Beinschab hat nun offen gelegt, wie viele allgemein politische Fragen – bis zu den Fragen, welchem Tier Österreichs Spitzenpolitiker am ähnlichsten wären – die Herren FRISCHMANN und SCHMID bei ihr beauftragt hätten und sie hat am Ende ihrer Befragung, um den „Kronzeugen-Status“ zu bekommen, sogar zugegeben, dass sie nun einsieht, dass sie die politischen Fragen zu den Wahl-Chancen der ÖVP oder zu Kern als Pizzaboten nicht mit den Finanzministeriums-Studien zum Steuerbetrug o.ä. hätte „verbinden dürfen. Das war ein Fehler!“
Doch erst die Befragung von FRISCHMANN und SCHMID wird ergeben, ob die beiden wirklich Untreue begangen haben, oder ob ihre Zusatz-Fragen nicht von höheren Stellen im Ministerium – etwa dem Minister selbst – abgesegnet waren.
Sebastian Kurz von Beinschab entlastet: »Ich habe ihn nie getroffen. Gar nie.«
Vorerst völlig entlastet wird von Beinschab Kurz. Beinschab betont mehrfach, dass sie zu Kurz in Sachen Umfragen keinen Kontakt hatte und ihn auch gar nicht kannte. Sie hätte Kurz kein einziges Mal getroffen oder gesprochen: „Ich habe ihn nur einmal im Vorbeigehen gesehen. Ansonsten nie. Gar nie.“ Auch den Kurz-Berater Stefan STEINER kenne sie „überhaupt nicht“.
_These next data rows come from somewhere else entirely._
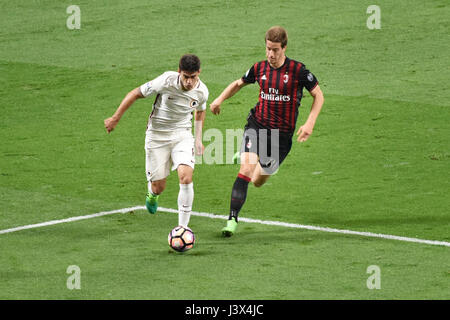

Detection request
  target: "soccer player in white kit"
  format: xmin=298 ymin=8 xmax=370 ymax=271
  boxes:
xmin=105 ymin=54 xmax=209 ymax=227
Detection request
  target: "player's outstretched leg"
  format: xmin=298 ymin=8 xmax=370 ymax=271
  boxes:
xmin=222 ymin=173 xmax=251 ymax=237
xmin=145 ymin=179 xmax=166 ymax=214
xmin=178 ymin=182 xmax=194 ymax=227
xmin=145 ymin=192 xmax=159 ymax=214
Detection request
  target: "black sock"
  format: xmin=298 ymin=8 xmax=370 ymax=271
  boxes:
xmin=228 ymin=174 xmax=251 ymax=222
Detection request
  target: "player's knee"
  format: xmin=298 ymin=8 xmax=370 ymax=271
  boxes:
xmin=180 ymin=176 xmax=192 ymax=184
xmin=252 ymin=180 xmax=265 ymax=188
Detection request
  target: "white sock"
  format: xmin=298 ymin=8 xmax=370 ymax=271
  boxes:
xmin=148 ymin=181 xmax=157 ymax=196
xmin=178 ymin=182 xmax=194 ymax=227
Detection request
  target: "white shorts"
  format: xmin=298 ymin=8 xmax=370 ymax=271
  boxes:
xmin=145 ymin=129 xmax=195 ymax=181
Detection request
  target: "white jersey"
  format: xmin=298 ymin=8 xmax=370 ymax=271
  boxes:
xmin=140 ymin=71 xmax=209 ymax=132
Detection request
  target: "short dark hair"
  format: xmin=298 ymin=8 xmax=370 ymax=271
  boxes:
xmin=266 ymin=26 xmax=287 ymax=48
xmin=179 ymin=54 xmax=200 ymax=72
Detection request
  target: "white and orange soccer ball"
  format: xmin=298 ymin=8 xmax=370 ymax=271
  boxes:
xmin=168 ymin=226 xmax=195 ymax=252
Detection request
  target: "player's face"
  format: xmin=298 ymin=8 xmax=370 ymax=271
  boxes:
xmin=266 ymin=40 xmax=286 ymax=68
xmin=178 ymin=71 xmax=200 ymax=91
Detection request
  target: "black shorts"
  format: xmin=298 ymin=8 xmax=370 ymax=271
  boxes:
xmin=241 ymin=115 xmax=292 ymax=174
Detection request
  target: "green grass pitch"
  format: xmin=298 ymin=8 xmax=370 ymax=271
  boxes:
xmin=0 ymin=0 xmax=450 ymax=300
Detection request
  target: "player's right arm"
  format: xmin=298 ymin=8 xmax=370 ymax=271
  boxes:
xmin=209 ymin=78 xmax=248 ymax=114
xmin=105 ymin=87 xmax=144 ymax=133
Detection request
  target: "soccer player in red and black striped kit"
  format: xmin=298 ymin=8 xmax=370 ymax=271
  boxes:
xmin=210 ymin=26 xmax=324 ymax=237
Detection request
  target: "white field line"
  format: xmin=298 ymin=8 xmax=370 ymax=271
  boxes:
xmin=0 ymin=206 xmax=450 ymax=247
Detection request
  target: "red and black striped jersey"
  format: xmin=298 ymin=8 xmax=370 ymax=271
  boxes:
xmin=242 ymin=57 xmax=319 ymax=134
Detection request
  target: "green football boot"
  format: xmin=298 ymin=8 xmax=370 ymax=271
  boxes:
xmin=145 ymin=192 xmax=159 ymax=214
xmin=222 ymin=218 xmax=237 ymax=237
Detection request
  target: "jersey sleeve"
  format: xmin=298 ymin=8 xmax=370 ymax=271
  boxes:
xmin=195 ymin=88 xmax=209 ymax=111
xmin=299 ymin=65 xmax=319 ymax=91
xmin=140 ymin=73 xmax=167 ymax=98
xmin=242 ymin=65 xmax=256 ymax=83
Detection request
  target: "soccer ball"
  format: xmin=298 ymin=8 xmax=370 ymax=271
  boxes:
xmin=168 ymin=226 xmax=195 ymax=252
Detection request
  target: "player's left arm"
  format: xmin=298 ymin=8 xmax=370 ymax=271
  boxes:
xmin=194 ymin=110 xmax=206 ymax=155
xmin=297 ymin=85 xmax=325 ymax=142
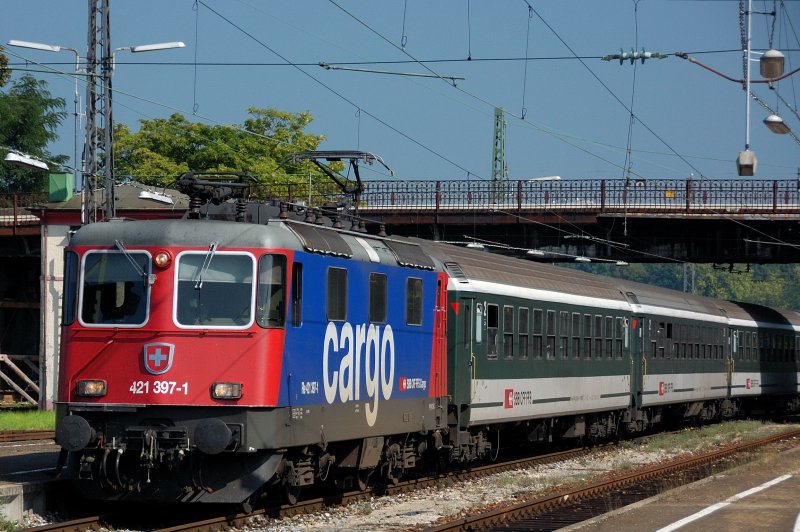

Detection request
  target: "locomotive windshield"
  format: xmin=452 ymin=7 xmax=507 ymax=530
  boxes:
xmin=175 ymin=251 xmax=255 ymax=328
xmin=80 ymin=251 xmax=150 ymax=327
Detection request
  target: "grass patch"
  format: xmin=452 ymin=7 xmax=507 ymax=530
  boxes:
xmin=0 ymin=515 xmax=22 ymax=532
xmin=643 ymin=420 xmax=775 ymax=452
xmin=0 ymin=410 xmax=56 ymax=430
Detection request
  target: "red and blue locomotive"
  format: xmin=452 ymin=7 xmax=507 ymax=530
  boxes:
xmin=56 ymin=174 xmax=800 ymax=505
xmin=57 ymin=178 xmax=447 ymax=503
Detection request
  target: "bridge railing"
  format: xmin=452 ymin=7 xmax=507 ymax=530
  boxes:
xmin=261 ymin=179 xmax=800 ymax=213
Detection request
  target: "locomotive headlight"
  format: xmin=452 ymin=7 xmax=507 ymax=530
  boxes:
xmin=153 ymin=251 xmax=172 ymax=268
xmin=78 ymin=379 xmax=106 ymax=397
xmin=211 ymin=382 xmax=242 ymax=399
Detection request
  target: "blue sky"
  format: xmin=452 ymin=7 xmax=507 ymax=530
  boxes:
xmin=0 ymin=0 xmax=800 ymax=183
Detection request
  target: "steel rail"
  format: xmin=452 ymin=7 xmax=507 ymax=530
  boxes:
xmin=426 ymin=430 xmax=800 ymax=532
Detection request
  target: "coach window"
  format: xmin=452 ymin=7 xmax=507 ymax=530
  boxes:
xmin=326 ymin=268 xmax=347 ymax=321
xmin=517 ymin=307 xmax=528 ymax=360
xmin=369 ymin=272 xmax=387 ymax=323
xmin=406 ymin=277 xmax=424 ymax=325
xmin=558 ymin=310 xmax=569 ymax=359
xmin=572 ymin=312 xmax=581 ymax=358
xmin=614 ymin=318 xmax=626 ymax=358
xmin=463 ymin=303 xmax=472 ymax=354
xmin=583 ymin=314 xmax=592 ymax=359
xmin=486 ymin=303 xmax=500 ymax=360
xmin=80 ymin=250 xmax=151 ymax=327
xmin=175 ymin=252 xmax=255 ymax=329
xmin=533 ymin=308 xmax=544 ymax=359
xmin=61 ymin=251 xmax=78 ymax=325
xmin=503 ymin=305 xmax=514 ymax=359
xmin=594 ymin=315 xmax=603 ymax=358
xmin=545 ymin=310 xmax=556 ymax=360
xmin=256 ymin=255 xmax=286 ymax=327
xmin=292 ymin=262 xmax=303 ymax=327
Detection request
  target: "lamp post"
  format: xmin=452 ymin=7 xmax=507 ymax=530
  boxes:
xmin=675 ymin=0 xmax=800 ymax=177
xmin=8 ymin=39 xmax=83 ymax=190
xmin=102 ymin=41 xmax=186 ymax=219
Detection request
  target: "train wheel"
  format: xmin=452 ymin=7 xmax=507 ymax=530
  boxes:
xmin=356 ymin=469 xmax=372 ymax=491
xmin=283 ymin=484 xmax=301 ymax=506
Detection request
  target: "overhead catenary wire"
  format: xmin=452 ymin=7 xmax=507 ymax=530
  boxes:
xmin=6 ymin=3 xmax=792 ymax=262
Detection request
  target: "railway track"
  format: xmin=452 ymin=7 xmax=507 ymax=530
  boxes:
xmin=23 ymin=430 xmax=800 ymax=532
xmin=0 ymin=430 xmax=55 ymax=443
xmin=26 ymin=444 xmax=613 ymax=532
xmin=426 ymin=430 xmax=800 ymax=532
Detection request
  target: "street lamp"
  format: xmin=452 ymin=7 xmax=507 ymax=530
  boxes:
xmin=675 ymin=0 xmax=800 ymax=177
xmin=4 ymin=151 xmax=49 ymax=170
xmin=8 ymin=39 xmax=83 ymax=189
xmin=102 ymin=41 xmax=186 ymax=219
xmin=764 ymin=114 xmax=791 ymax=135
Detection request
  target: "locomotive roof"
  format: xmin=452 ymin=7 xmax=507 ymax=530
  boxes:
xmin=70 ymin=220 xmax=800 ymax=327
xmin=70 ymin=219 xmax=435 ymax=270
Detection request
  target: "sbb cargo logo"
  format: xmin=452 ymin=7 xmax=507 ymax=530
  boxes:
xmin=503 ymin=388 xmax=514 ymax=408
xmin=400 ymin=377 xmax=428 ymax=392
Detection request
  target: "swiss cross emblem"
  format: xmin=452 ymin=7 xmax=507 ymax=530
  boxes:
xmin=144 ymin=342 xmax=175 ymax=375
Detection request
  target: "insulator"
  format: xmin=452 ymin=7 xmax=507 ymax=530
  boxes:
xmin=189 ymin=196 xmax=203 ymax=218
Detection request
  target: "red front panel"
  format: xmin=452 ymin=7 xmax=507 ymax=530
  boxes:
xmin=59 ymin=246 xmax=285 ymax=406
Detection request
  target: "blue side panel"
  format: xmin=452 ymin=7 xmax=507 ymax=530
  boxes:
xmin=279 ymin=252 xmax=436 ymax=426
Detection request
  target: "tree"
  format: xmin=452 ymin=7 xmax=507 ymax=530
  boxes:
xmin=114 ymin=107 xmax=338 ymax=194
xmin=0 ymin=46 xmax=11 ymax=87
xmin=0 ymin=75 xmax=69 ymax=192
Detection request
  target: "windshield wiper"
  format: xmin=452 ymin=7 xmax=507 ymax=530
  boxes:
xmin=114 ymin=240 xmax=156 ymax=284
xmin=194 ymin=242 xmax=219 ymax=290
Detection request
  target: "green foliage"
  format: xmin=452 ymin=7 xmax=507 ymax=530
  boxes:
xmin=0 ymin=515 xmax=22 ymax=532
xmin=0 ymin=74 xmax=68 ymax=192
xmin=114 ymin=107 xmax=336 ymax=192
xmin=0 ymin=410 xmax=56 ymax=430
xmin=570 ymin=264 xmax=800 ymax=310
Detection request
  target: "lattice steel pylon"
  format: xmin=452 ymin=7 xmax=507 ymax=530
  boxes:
xmin=492 ymin=107 xmax=508 ymax=203
xmin=81 ymin=0 xmax=114 ymax=223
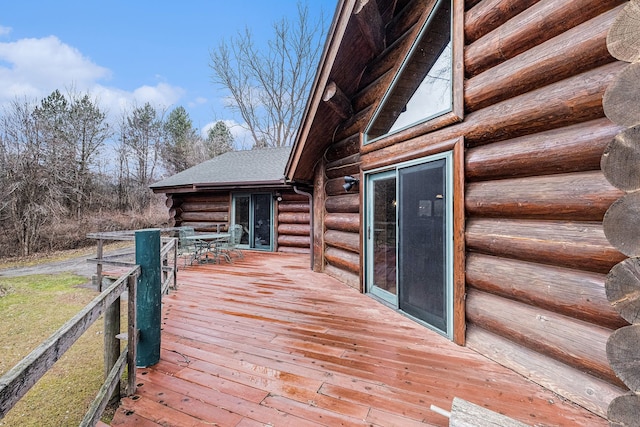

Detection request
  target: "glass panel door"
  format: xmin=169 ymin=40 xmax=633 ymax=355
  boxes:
xmin=367 ymin=171 xmax=398 ymax=305
xmin=365 ymin=152 xmax=453 ymax=338
xmin=398 ymin=159 xmax=450 ymax=333
xmin=233 ymin=193 xmax=273 ymax=250
xmin=233 ymin=194 xmax=250 ymax=246
xmin=251 ymin=194 xmax=271 ymax=250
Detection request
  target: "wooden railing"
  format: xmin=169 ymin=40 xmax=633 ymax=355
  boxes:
xmin=87 ymin=227 xmax=179 ymax=293
xmin=0 ymin=227 xmax=177 ymax=426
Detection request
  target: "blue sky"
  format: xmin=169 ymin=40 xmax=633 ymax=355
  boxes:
xmin=0 ymin=0 xmax=337 ymax=145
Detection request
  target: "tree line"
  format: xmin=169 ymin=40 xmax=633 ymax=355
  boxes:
xmin=0 ymin=3 xmax=325 ymax=257
xmin=0 ymin=90 xmax=233 ymax=256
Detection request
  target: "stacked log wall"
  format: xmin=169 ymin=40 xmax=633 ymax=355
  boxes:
xmin=316 ymin=0 xmax=626 ymax=417
xmin=323 ymin=133 xmax=361 ymax=289
xmin=171 ymin=191 xmax=231 ymax=232
xmin=460 ymin=0 xmax=626 ymax=417
xmin=276 ymin=191 xmax=311 ymax=254
xmin=166 ymin=189 xmax=311 ymax=254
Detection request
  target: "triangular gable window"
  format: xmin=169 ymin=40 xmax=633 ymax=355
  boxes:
xmin=365 ymin=0 xmax=454 ymax=143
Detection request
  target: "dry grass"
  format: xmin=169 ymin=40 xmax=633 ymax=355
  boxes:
xmin=0 ymin=274 xmax=126 ymax=426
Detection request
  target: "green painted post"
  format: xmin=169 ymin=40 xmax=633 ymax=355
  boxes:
xmin=136 ymin=229 xmax=162 ymax=367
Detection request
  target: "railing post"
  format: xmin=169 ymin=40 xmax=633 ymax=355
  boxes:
xmin=173 ymin=238 xmax=178 ymax=289
xmin=136 ymin=229 xmax=162 ymax=367
xmin=96 ymin=239 xmax=103 ymax=292
xmin=104 ymin=297 xmax=120 ymax=403
xmin=127 ymin=276 xmax=138 ymax=396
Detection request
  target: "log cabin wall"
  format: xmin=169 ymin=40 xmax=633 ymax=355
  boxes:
xmin=275 ymin=191 xmax=311 ymax=254
xmin=166 ymin=188 xmax=311 ymax=254
xmin=167 ymin=191 xmax=231 ymax=232
xmin=316 ymin=0 xmax=627 ymax=417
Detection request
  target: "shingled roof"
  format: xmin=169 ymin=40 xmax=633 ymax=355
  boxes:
xmin=150 ymin=147 xmax=291 ymax=193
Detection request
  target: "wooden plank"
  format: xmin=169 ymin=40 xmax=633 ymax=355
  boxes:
xmin=324 ymin=246 xmax=360 ymax=274
xmin=465 ymin=171 xmax=624 ymax=221
xmin=607 ymin=324 xmax=640 ymax=393
xmin=464 ymin=0 xmax=624 ymax=76
xmin=324 ymin=213 xmax=360 ymax=233
xmin=464 ymin=6 xmax=622 ymax=111
xmin=466 ymin=218 xmax=626 ymax=274
xmin=607 ymin=0 xmax=640 ymax=62
xmin=324 ymin=230 xmax=360 ymax=253
xmin=602 ymin=192 xmax=640 ymax=257
xmin=449 ymin=397 xmax=527 ymax=427
xmin=361 ymin=63 xmax=624 ymax=170
xmin=605 ymin=257 xmax=640 ymax=324
xmin=466 ymin=253 xmax=627 ymax=329
xmin=602 ymin=62 xmax=640 ymax=127
xmin=464 ymin=0 xmax=540 ymax=44
xmin=465 ymin=118 xmax=622 ymax=181
xmin=467 ymin=290 xmax=624 ymax=387
xmin=112 ymin=251 xmax=606 ymax=427
xmin=600 ymin=126 xmax=640 ymax=192
xmin=467 ymin=325 xmax=626 ymax=420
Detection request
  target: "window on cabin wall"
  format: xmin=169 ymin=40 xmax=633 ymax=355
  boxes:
xmin=363 ymin=0 xmax=465 ymax=344
xmin=364 ymin=0 xmax=454 ymax=144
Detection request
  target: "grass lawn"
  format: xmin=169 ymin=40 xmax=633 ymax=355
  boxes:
xmin=0 ymin=274 xmax=126 ymax=427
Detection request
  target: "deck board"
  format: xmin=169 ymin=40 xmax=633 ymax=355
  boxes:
xmin=111 ymin=252 xmax=608 ymax=427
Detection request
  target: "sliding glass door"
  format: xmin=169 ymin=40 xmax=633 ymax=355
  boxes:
xmin=233 ymin=193 xmax=273 ymax=251
xmin=365 ymin=153 xmax=453 ymax=337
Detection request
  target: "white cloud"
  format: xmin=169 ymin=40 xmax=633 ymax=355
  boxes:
xmin=188 ymin=96 xmax=208 ymax=108
xmin=0 ymin=34 xmax=185 ymax=122
xmin=201 ymin=120 xmax=253 ymax=150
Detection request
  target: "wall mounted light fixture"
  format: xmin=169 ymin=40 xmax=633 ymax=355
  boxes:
xmin=342 ymin=176 xmax=360 ymax=191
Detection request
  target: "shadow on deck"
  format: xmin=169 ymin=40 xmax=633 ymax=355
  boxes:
xmin=112 ymin=252 xmax=608 ymax=427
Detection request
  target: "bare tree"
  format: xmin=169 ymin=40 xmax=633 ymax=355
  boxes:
xmin=120 ymin=102 xmax=165 ymax=210
xmin=0 ymin=100 xmax=64 ymax=256
xmin=210 ymin=3 xmax=324 ymax=148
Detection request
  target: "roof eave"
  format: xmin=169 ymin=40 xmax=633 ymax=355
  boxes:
xmin=285 ymin=0 xmax=356 ymax=182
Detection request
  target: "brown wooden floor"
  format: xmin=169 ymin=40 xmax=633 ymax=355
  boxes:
xmin=112 ymin=252 xmax=608 ymax=427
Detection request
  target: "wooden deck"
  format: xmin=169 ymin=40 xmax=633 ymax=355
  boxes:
xmin=111 ymin=252 xmax=608 ymax=427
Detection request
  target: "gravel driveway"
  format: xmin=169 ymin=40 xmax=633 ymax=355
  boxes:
xmin=0 ymin=248 xmax=133 ymax=279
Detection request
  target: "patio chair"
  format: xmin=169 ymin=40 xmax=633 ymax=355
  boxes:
xmin=217 ymin=224 xmax=244 ymax=262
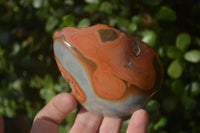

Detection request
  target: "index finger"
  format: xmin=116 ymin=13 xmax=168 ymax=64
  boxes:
xmin=127 ymin=109 xmax=149 ymax=133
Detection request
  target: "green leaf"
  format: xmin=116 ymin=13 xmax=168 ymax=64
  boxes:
xmin=171 ymin=79 xmax=184 ymax=96
xmin=100 ymin=1 xmax=113 ymax=14
xmin=167 ymin=59 xmax=183 ymax=79
xmin=184 ymin=49 xmax=200 ymax=63
xmin=85 ymin=3 xmax=98 ymax=12
xmin=62 ymin=15 xmax=75 ymax=26
xmin=33 ymin=0 xmax=42 ymax=8
xmin=77 ymin=18 xmax=90 ymax=28
xmin=167 ymin=46 xmax=183 ymax=59
xmin=176 ymin=33 xmax=191 ymax=51
xmin=45 ymin=16 xmax=58 ymax=32
xmin=85 ymin=0 xmax=99 ymax=3
xmin=156 ymin=6 xmax=176 ymax=21
xmin=182 ymin=96 xmax=196 ymax=111
xmin=40 ymin=88 xmax=56 ymax=103
xmin=142 ymin=30 xmax=157 ymax=47
xmin=154 ymin=117 xmax=167 ymax=130
xmin=142 ymin=0 xmax=162 ymax=6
Aus der durch diese Beinschab-Aussage schwer in die Defensive geratene Staatsanwaltschaft hört man, Kurz solle sich „nicht zu früh“ freuen. Als Nächstes würden FRISCHMANN und FLEISCHMANN einvernommen und gefragt, ob sie die Ergebnisse ihrer Umfragen an Kurz weitergegeben und mit ihm besprochen hätten.